Philosophic successors
Landonism after Landon
Landonist movements
Brazoria
Many Sierran republicans fled to Brazoria after the civil war had ended along with Brazorian citizens that volunteered and fought for the republicans. They brought their ideals back home to them and created the Brazorian Workers' Party in 1881 to oppose the Crown of the Brazos Movement that sought to establish a monarchy in the country. The Workers' Party faced heavy opposition due to its support for Landonism, an ideology that the Brazorian government had opposed, but the party would enter into politics by the 20th century. Today Landonism remains active in Brazoria and makes up a significant faction in the Democratic Socialist Party.
China
India
Indonesia
Ireland
Italy
Mexico
Palestine
Kingdom of Sierra
Spain
Tournesol
Tondo
In 1898 the Tondolese Workers' Party was founded and became the country's first communist party with the doctrine of Landonism making up its core platform. The party was banned in 1902 after the Sierran East Indies were established, but waged an underground war of resistance against the Sierrans and later the Japanese during the First Great War (GWI). After the war, the Tondolese Worker's Party was disbanded. In the 1960s, the Communist Party of Tondo was founded, with its armed wing the New People's Army waging an guerilla war until the mid-1990s. In 1995, the party was reorganized into the Socialist Party of Tondo and currently forms a coalition government with the left-wing People's Democratic Party.
United Commonwealth
Landonism made its way to the United Commonwealth by the late 19th and early 20th centuries and would inspire the future founders and leaders of the Continentalist Party who forged their platform and ideology based around the teachings of Isaiah Landon. During the Continental Revolutionary War, many Continentalist units had banners, uniforms and symbols inspired by the Bear Flaggers and other Civil War-era republican forces commanded by Landon. His philosophies helped influence the party's doctrine and their foreign policy and diplomatic conduct throughout most of the 20th century and served as the leading state ideology of the commonwealth until the 1970s when it faced opposition during the "Liberal Troubles" period. In the contemporary era, Landonism still influences both the nation and the Continentalist Party with the latter still being the dominant party in the nation.

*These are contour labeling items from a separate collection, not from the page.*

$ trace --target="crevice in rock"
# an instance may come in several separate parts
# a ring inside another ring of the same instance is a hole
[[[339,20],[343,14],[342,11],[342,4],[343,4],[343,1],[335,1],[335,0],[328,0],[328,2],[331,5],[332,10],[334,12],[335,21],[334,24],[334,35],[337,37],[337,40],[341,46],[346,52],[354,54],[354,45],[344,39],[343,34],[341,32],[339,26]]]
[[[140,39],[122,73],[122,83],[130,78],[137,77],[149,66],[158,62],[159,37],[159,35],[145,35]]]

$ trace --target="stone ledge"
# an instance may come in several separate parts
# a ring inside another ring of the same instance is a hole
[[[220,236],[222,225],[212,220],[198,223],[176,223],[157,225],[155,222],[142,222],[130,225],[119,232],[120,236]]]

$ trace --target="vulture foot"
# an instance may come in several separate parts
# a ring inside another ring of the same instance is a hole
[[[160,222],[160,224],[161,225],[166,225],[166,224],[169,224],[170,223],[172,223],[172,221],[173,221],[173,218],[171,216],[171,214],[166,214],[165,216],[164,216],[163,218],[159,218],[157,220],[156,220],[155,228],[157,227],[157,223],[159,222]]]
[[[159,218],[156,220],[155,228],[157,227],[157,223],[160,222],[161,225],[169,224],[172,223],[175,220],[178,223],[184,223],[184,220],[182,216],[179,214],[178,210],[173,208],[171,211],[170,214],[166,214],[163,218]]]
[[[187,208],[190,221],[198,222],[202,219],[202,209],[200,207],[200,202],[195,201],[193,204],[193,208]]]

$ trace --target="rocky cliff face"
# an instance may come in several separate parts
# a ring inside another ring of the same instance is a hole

United People's Committees
Criticism
Criticism of Landonism can be divided into two broad categories: criticism of the principles and theory of Landonism and criticism of the practical aspects of Landonist states in the 20th century. The most common criticisms made against Landonism include claims of it being impractical as an ideology and for being an inherently authoritarian ideology.
Both Landonism and Marxism by extension have been subjected to criticism with critics claiming that Landonism requires the suppression of freedom of speech and other rights in a liberal democratic society in order to bring about a Landonist society. Others bring up economic issues such as the absence or distortion of price signals and both empirical and epistemological problems are brought up. There are also anarchist, leftist, Marxist (such as Maoist thought), and post-Marxist criticisms of Landonism.